Stratolaunch successfully tests a hypersonic vehicle

Representatives of the Stratolaunch company reported that the first test of the hypersonic vehicle they created was successful. On March 9, the Talon vehicle separated from the world’s largest Roc aircraft.

The giant Roc aircraft. Source: Stratolaunch/Matt Hartman

Successful test

On March 9, at 10:17 a.m. Eastern, the world’s largest Roc aircraft, owned by Stratolaunch, took off from the airfield in the Mojave Desert. It headed west and soon launched the Talon unmanned hypersonic vehicle.

This was the first flight test of the latter with the engine running. Before that, it was either dropped from the Roc in glider mode, or test launches of the power plant were carried out on the ground. Representatives of Stratolaunch did not comment on what speed or range Talon achieved, but assured that they were completely satisfied with the tests.

According to representatives of the Stratolaunch Talon, the TA-1 model could reach hypersonic speed, which was the main purpose of the tests. Usually its limit is defined as Mach 5, that is, five times greater than the speed of sound.

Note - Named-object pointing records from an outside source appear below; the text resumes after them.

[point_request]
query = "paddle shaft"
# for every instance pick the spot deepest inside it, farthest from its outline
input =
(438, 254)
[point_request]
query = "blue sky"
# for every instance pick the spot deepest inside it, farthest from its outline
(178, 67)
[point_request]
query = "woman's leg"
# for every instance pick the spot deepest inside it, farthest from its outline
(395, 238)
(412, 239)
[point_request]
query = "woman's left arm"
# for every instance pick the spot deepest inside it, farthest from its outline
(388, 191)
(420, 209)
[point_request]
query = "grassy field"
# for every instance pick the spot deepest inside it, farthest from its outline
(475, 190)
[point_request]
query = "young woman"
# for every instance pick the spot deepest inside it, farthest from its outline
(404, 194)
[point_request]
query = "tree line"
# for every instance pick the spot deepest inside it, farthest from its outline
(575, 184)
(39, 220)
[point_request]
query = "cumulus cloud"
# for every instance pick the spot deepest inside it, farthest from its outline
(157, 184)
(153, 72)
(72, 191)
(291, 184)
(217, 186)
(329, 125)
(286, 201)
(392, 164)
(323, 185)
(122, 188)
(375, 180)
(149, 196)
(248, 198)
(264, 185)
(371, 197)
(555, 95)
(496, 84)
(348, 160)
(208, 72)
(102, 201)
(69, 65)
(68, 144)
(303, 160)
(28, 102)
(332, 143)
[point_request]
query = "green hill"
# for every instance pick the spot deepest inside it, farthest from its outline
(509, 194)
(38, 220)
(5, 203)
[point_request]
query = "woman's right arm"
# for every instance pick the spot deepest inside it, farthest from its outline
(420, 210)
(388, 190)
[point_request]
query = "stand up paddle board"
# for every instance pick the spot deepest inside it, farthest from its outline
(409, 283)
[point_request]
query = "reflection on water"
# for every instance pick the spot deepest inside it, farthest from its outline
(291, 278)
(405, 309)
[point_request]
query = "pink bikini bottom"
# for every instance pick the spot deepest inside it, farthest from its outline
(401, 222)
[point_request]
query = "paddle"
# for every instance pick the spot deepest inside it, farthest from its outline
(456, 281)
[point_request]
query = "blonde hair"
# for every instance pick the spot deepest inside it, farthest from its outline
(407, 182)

Future plans of Stratolaunch

According to the company, the successful separation of the TA-1 from the carrier and the activation of the engine show that the concept as a whole works and the first model has fulfilled its role. Now the Talon TA-2 is being prepared for flights. Experts hope that its first test will take place in a few months and, unlike the current sample, it will be reusable. 

The company is also building an even more advanced TA-3 model and modifying the Boeing 747 aircraft. It was bought at an auction of the property of Virgin Orbit, which went bankrupt last year. Now it is planned to be converted to a second launch platform.

Stratolaunch was founded more than a decade ago by Microsoft co-founder Paul Allen with the initial goal of providing air launch services using a giant twin-fuselage aircraft with six engines. The company has considered SpaceX’s Falcon 9 variant at various times, Orbital ATK’s Thunderbolt vehicle concept (now part of Northrop Grumman) and that company’s existing, but much smaller, Pegasus XL rocket. Then he began work on his own launch vehicle and engine.

The situation changed after Allen’s death in 2018. The company abandoned plans to create its own launch vehicle and was later sold to the private investment company Cerebus. In 2020, the company announced that it would focus on developing hypersonic vehicles that would be launched from the air by Roc.